CHICAGO — Weighed down with $15 billion of unfunded pension obligations, Chicago Mayor Rahm Emanuel called on Illinois lawmakers Tuesday to raise the retirement age, suspend cost-of-living increases and raise contribution rates to reduce the city’s unfunded liabilities by 40%.

Emanuel outlined the proposals in testimony before the a state House committee, providing for the first time specific plans aimed at reining in the city’s pension funding crisis that drove Moody’s Investors Service recently to revise its outlook on the city’s Aa3 general obligation rating to negative.

Without action, Chicago faces a $1.2 billion hike in its pension payments by 2015 due to previous state-imposed reforms aimed at shoring up its police and firefighter funds, while its two other funds remain on a path towards insolvency.

Some of the proposals closely mirror those unveiled for state workers by Gov. Pat Quinn recently. Emanuel also warned that if teachers’ reforms are not adopted, the Chicago Public Schools faces a $300 million hike in funding. Under tax cap limits, the district would be forced to cut its budget and raise classroom sizes to 55 students.

“If we do nothing, we will force taxpayers to make impossible choices between either using that money to pay for pensions or using it to pay for essential services like public safety and schools. Doing nothing will force me to choose between either letting our pension funds go bankrupt, or raising the city’s property taxes by 150%,” Emanuel told lawmakers.

Action is needed to “to resolve this crisis and ensure retirement security that is fair to both employees and taxpayers,” he added. Contribution levels and some other rules governing benefits are set by the state. Though employer and employee contributions follow a statutory formula — which for a long time did not provide enough of the actuarially required contribution to fully fund the city and state systems — the city could raise its own payments without action.

Emanuel’s plan, dubbed “The Roadmap to Retirement Security,” calls for increasing the retirement age by five years to 67 for city workers and 60 for police and fire personnel. The mayor wants to suspend COLAs for 10 years, and phase in a 5% increase in employee contributions, while also offering additional retirement plan choices. The city would not be forced to raise contributions until reforms were adopted.

Pension funds that benefit from compounded COLA have grown 30% faster than inflation in the past 10 years, warned Emanuel, who cited similar action taken by other governments, such as Rhode Island.

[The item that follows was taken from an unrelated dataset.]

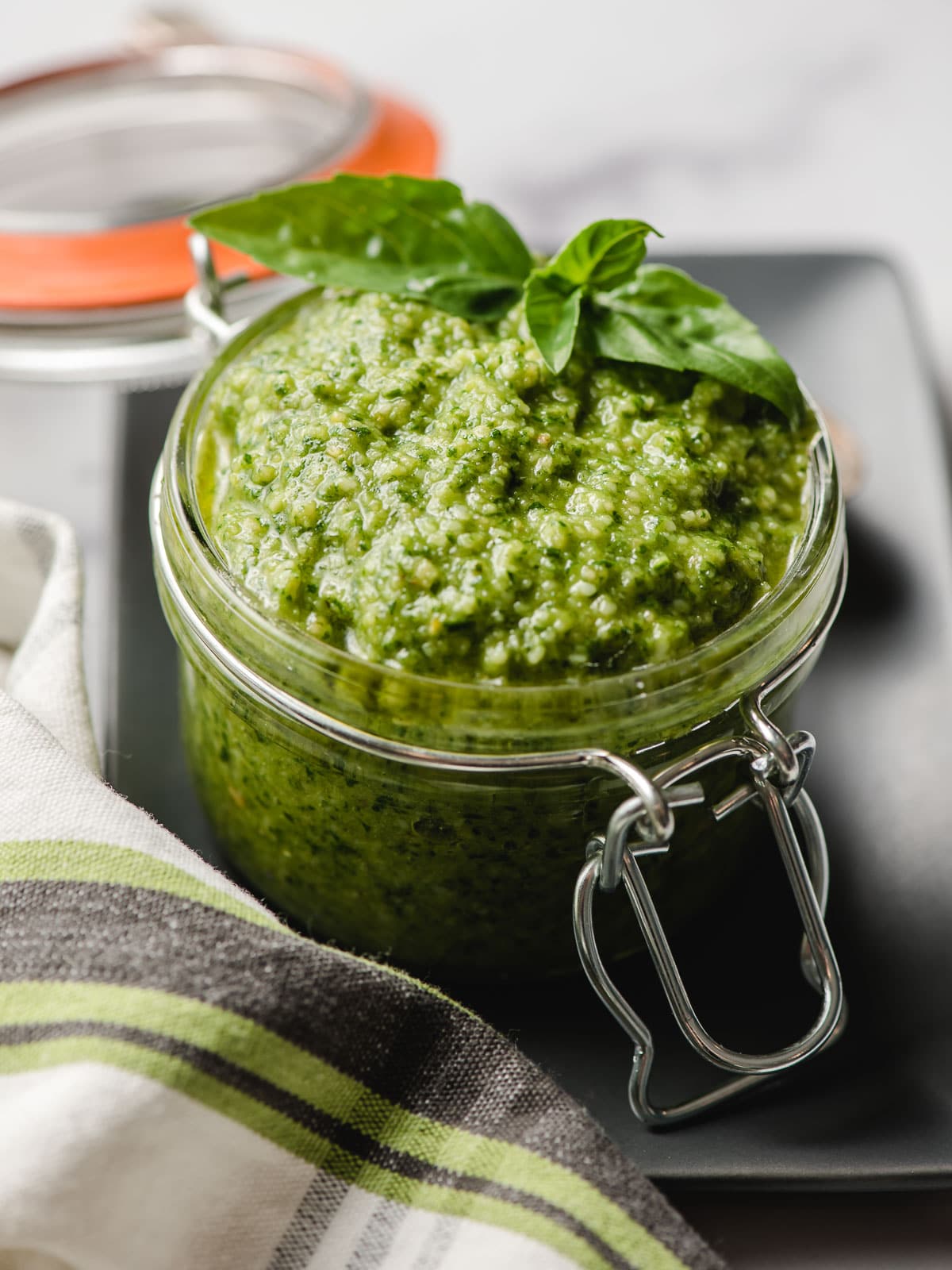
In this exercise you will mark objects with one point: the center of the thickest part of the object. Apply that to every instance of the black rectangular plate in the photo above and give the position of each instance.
(877, 1109)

Quinn has proposed raising the retirement age, but calls for increasing employee contributions by only 3%. He also wants to revise how COLA increases are set.

Labor leaders attacked the proposals as unconstitutional and questioned why Emanuel had not first discussed them with the unions. The state has had to tread cautiously on reforms as its constitution affords strong protections against diminishing promised retirement benefits. Some lawyers believe that the rules protect only accrued benefits.

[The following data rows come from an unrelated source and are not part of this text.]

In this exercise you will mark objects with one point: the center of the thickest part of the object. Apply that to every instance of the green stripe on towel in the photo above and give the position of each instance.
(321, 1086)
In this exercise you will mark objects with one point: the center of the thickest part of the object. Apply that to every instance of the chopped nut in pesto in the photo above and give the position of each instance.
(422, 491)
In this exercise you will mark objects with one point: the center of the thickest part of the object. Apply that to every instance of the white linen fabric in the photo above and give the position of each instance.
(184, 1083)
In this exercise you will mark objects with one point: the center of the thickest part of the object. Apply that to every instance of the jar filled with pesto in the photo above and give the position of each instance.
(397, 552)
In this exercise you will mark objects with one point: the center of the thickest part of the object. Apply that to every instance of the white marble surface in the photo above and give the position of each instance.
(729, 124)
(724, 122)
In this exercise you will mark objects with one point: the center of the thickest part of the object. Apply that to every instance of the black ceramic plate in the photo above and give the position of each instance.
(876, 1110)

Quinn has proposed imposing the changes in a new plan that employees would be asked to join voluntarily. In exchange they would continue to enjoy certain perks, such as subsidized retiree health insurance coverage. 

Moody’s revised its outlook on the city’s GOs due to “outsized pension pressures” and the lack of a plan to address them to date. Chicago’s current pension payments total $476 million, while a payment of $1.1 billion this year would be needed to meet the ARC.

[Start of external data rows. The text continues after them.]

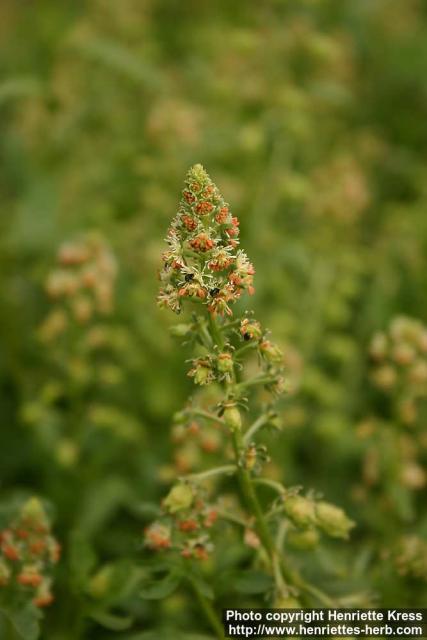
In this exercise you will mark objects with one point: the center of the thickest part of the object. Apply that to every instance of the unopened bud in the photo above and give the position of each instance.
(180, 497)
(332, 520)
(271, 352)
(304, 540)
(225, 363)
(181, 330)
(232, 418)
(300, 510)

Both the Chicago police and firemen’s funds were affected by state reforms adopted in 2010 that require escalating city payments to put the funds on the path to full funding around 2040. The Chicago laborers’ fund is headed toward insolvency in 2035 and the Chicago municipal employees’ fund will reach its tipping point in 2030.

The firemen’s fund closed out 2010 with $2.5 billion of unfunded liabilities for a funded ratio of just 32%. Chicago’s police fund closed out the year with $5.7 billion in unfunded obligations for a funded ratio of just 40%. The Chicago laborers’ fund had $542 million of unfunded liabilities for a funded ratio of 74%. The municipal employees fund had unfunded liabilities of $6 billion for a funded ratio of just 50%.